Several men, led by Heinrich Baumann, roughly bound their arms behind their backs, cutting into their flesh with the careless application of plastic cable-ties, and then tying them back to back in pairs with short lengths of rope.
Hawke watched uneasily as Baumann fitted the C4 explosives to the wall a few inches above where the water from the bay above their heads was pouring through the slit. He went about his work methodically, enjoying every step of the process as he secured the explosives and set the radio antennae up.
Zaugg proudly explained to them what was about to unfold in the last few moments of their lives. “When that tomb wall blows, thousands of tons of seawater will explode through the hole and fill this cave in a few short minutes,” Zaugg said with undisguised pleasure. “And that will end all evidence of this tomb, as well as bringing your irritating existence to a swift and permanent conclusion.”
“Why don’t you untie me so we can sort this out man to man, Zaugg?’ Hawke was baiting him, trying to make him lose his cool. “Or are you not man enough for that?”
“My dear fellow, men of my social rank do not brawl in public with men like you.”
“I’ll let you throw the first punch, Zaugg. I’ll even let you tie one hand behind my back.”
Zaugg frowned, his cold eyes sparkling with a menace Hawke had never seen before. “You seem remarkably composed for a man so close to death,” he said calmly. “Was it Plato who once said, No one knows whether death, which people fear to be the greatest evil, may not be the greatest good? I shall never know, because I will be immortal soon enough. On this one matter you will beat me to the answer!”
“Cheerfulness in the face of adversity, Zaugg! That’s the commando’s way.”
“Really? That’s the commando’s way?” Scarlet said. “This is why I joined the army.”
“Pfft, the army,” Hart said.
Zaugg ordered the last of his men from the flooding tomb. “Besides, I will take an insurance policy in the form of the wonderful Miss Donovan.”
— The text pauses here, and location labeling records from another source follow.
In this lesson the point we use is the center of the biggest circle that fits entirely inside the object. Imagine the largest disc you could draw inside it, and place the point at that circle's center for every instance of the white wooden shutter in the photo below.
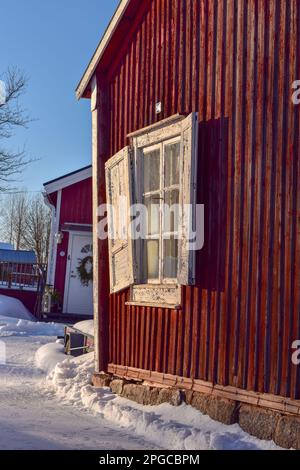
(188, 195)
(119, 200)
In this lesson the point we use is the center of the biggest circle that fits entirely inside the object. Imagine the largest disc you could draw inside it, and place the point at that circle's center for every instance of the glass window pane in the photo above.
(151, 259)
(152, 171)
(171, 211)
(152, 205)
(172, 153)
(170, 258)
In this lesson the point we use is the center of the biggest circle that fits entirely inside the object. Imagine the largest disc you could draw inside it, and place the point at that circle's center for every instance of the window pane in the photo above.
(172, 153)
(152, 205)
(151, 259)
(152, 171)
(170, 258)
(171, 211)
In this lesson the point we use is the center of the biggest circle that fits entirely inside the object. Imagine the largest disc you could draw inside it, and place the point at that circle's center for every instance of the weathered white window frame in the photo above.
(165, 292)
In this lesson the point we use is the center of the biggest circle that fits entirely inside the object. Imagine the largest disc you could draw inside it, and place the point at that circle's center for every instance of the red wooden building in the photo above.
(70, 198)
(203, 88)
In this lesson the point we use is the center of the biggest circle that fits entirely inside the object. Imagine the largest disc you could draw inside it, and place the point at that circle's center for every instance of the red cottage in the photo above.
(192, 103)
(70, 198)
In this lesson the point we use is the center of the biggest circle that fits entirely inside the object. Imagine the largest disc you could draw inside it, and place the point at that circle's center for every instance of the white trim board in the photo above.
(68, 180)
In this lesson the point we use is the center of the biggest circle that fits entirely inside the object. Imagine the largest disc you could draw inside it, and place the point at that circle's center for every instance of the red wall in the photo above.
(233, 62)
(76, 207)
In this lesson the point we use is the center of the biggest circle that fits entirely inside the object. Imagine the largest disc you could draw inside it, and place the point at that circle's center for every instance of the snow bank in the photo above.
(178, 428)
(10, 307)
(86, 327)
(49, 355)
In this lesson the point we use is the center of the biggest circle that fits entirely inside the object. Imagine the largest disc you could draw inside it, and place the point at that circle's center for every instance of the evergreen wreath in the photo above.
(85, 275)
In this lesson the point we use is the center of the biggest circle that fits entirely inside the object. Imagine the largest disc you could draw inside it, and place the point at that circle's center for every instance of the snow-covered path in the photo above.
(31, 419)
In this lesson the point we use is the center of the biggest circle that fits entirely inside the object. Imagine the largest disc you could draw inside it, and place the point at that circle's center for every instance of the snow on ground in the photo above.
(49, 355)
(64, 411)
(179, 428)
(86, 327)
(10, 307)
(32, 418)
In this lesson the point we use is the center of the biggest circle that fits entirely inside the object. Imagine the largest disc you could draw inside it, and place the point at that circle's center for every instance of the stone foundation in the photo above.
(265, 424)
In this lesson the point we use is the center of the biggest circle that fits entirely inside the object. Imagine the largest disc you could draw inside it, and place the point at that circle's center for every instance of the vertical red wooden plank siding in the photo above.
(232, 61)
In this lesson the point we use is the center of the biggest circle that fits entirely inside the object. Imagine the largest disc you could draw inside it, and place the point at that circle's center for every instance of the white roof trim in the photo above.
(90, 70)
(68, 180)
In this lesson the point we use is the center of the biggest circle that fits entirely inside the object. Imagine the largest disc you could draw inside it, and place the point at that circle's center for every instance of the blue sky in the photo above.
(52, 41)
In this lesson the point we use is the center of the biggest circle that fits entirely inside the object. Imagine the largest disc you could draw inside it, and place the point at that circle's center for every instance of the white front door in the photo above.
(79, 291)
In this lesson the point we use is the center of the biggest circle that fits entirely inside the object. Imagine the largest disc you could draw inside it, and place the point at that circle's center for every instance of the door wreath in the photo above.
(85, 270)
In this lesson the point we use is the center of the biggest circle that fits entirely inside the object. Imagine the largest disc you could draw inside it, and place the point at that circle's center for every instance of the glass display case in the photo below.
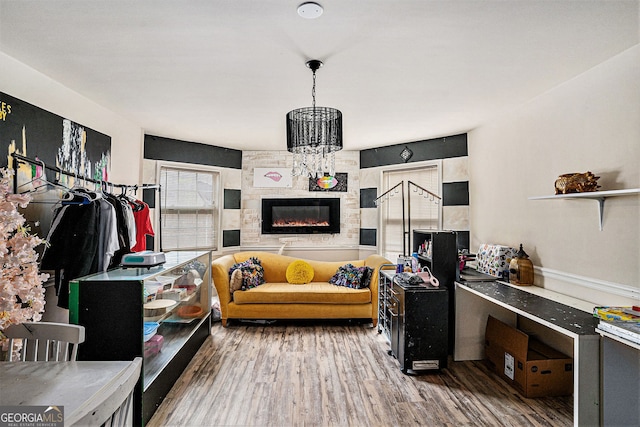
(160, 313)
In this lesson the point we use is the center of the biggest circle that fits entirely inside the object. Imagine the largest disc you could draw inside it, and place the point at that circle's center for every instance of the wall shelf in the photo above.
(599, 196)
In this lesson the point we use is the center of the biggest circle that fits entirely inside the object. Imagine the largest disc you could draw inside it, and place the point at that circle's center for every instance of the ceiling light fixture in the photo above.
(310, 10)
(314, 134)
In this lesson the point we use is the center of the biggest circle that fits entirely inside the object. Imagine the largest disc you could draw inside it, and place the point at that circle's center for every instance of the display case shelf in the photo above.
(111, 307)
(598, 196)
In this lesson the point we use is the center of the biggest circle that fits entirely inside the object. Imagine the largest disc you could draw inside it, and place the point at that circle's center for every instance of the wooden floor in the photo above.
(337, 374)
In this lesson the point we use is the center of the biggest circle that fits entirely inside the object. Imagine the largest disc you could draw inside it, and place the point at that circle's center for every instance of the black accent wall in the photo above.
(174, 150)
(230, 238)
(429, 149)
(455, 193)
(367, 197)
(232, 198)
(368, 236)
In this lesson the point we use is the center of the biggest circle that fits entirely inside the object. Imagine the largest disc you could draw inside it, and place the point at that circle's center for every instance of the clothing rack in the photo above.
(20, 158)
(36, 162)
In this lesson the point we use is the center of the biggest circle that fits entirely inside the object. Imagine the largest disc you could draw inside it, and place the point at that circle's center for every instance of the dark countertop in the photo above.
(571, 319)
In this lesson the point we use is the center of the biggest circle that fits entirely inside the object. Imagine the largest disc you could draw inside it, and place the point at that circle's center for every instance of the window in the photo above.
(425, 213)
(190, 214)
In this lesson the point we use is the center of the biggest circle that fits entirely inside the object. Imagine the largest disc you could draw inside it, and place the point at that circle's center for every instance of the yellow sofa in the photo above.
(277, 299)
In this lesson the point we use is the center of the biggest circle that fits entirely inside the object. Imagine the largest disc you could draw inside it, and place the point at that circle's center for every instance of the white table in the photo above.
(80, 387)
(476, 300)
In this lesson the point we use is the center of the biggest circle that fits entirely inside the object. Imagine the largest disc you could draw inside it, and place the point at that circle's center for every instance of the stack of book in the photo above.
(623, 322)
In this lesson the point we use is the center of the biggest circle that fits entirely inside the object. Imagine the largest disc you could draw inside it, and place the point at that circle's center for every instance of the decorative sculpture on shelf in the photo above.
(576, 183)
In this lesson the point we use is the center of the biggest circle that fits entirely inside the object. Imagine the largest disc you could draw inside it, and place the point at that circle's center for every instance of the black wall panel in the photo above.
(230, 238)
(173, 150)
(463, 240)
(455, 193)
(430, 149)
(367, 197)
(232, 199)
(368, 236)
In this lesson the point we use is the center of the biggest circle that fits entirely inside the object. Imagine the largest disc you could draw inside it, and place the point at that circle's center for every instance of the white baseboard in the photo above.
(588, 282)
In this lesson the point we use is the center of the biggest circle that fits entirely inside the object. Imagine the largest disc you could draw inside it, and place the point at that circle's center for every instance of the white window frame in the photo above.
(217, 199)
(384, 187)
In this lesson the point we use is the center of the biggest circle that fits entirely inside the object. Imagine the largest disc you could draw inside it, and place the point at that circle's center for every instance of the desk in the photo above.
(80, 387)
(476, 300)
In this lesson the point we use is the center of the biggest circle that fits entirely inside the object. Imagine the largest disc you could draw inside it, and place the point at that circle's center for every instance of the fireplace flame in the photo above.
(300, 223)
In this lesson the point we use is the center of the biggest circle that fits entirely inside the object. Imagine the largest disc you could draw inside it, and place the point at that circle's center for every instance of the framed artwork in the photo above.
(329, 183)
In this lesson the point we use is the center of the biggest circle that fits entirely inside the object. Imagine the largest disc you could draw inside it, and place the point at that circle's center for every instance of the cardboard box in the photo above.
(531, 367)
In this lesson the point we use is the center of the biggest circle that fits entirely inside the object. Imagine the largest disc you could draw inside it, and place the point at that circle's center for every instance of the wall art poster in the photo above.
(272, 178)
(329, 183)
(36, 133)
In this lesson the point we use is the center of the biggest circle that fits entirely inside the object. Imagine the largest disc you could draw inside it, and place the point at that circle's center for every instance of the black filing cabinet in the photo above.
(419, 324)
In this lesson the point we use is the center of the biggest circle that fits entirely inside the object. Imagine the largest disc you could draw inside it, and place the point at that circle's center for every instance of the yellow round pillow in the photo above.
(299, 272)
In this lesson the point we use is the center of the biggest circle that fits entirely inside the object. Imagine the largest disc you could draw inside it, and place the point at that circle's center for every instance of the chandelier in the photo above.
(314, 134)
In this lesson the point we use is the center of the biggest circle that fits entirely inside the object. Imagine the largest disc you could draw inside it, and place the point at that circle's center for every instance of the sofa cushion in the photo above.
(235, 281)
(351, 276)
(299, 272)
(252, 273)
(314, 292)
(275, 266)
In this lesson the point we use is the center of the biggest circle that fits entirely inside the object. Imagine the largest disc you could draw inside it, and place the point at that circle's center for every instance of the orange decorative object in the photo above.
(190, 311)
(576, 183)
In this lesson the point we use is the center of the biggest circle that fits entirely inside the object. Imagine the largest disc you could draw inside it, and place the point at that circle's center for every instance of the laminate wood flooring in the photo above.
(337, 374)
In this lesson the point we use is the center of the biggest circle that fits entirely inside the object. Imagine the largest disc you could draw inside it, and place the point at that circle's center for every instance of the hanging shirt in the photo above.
(143, 226)
(73, 246)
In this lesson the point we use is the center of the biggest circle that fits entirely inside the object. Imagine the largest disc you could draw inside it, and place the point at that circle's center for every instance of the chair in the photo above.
(114, 405)
(45, 341)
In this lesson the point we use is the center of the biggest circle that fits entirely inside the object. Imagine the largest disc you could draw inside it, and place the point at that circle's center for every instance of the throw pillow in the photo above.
(352, 277)
(252, 273)
(299, 272)
(235, 282)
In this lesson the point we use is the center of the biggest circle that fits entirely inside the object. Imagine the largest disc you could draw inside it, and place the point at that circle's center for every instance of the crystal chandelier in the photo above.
(314, 134)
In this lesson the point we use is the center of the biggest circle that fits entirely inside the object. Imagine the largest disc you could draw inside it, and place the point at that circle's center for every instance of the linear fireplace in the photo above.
(301, 216)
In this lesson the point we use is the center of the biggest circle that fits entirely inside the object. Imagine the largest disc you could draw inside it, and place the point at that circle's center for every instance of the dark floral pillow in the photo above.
(352, 277)
(252, 273)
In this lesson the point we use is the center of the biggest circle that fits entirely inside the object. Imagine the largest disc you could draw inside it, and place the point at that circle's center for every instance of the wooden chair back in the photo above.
(45, 341)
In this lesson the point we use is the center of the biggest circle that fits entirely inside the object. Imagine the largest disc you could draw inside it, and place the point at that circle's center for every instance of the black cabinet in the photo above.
(440, 254)
(418, 323)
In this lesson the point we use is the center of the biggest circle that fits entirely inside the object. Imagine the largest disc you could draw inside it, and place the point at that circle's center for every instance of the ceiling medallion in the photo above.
(406, 154)
(310, 10)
Baumann dragged Lea to her feet and held the muzzle of his submachine gun in her ribs.
“I never felt we really got to know each other on the Thalassa — may I call you Lea?” Zaugg said, gently stroking the side of her face with his bony fingers. “Perhaps, with a little encouragement you will learn to be more accommodating?”
With her hands restrained by the cable-ties, Lea’s only way of reacting to Zaugg’s repulsive touch was to spit in his face, which she did with violent accuracy.
Zaugg wiped the spit from his eye and stared at it in his hand. “In that case,” he said slowly, “perhaps your personality is better suited to Baumann here.”
Baumann grabbed Lea and dragged her through the tunnel entrance as the last boulders were pushed into place.
Zaugg laughed and stepped jauntily from the tomb, the last of the light receding into the tunnel with him as he took the glow-stick to light his own way to safety. Then the final boulder was pushed in the entrance, blocking their way and sealing them in the tomb.
“Your girl makes a bit of a habit of getting kidnapped, doesn’t she?” Scarlet said.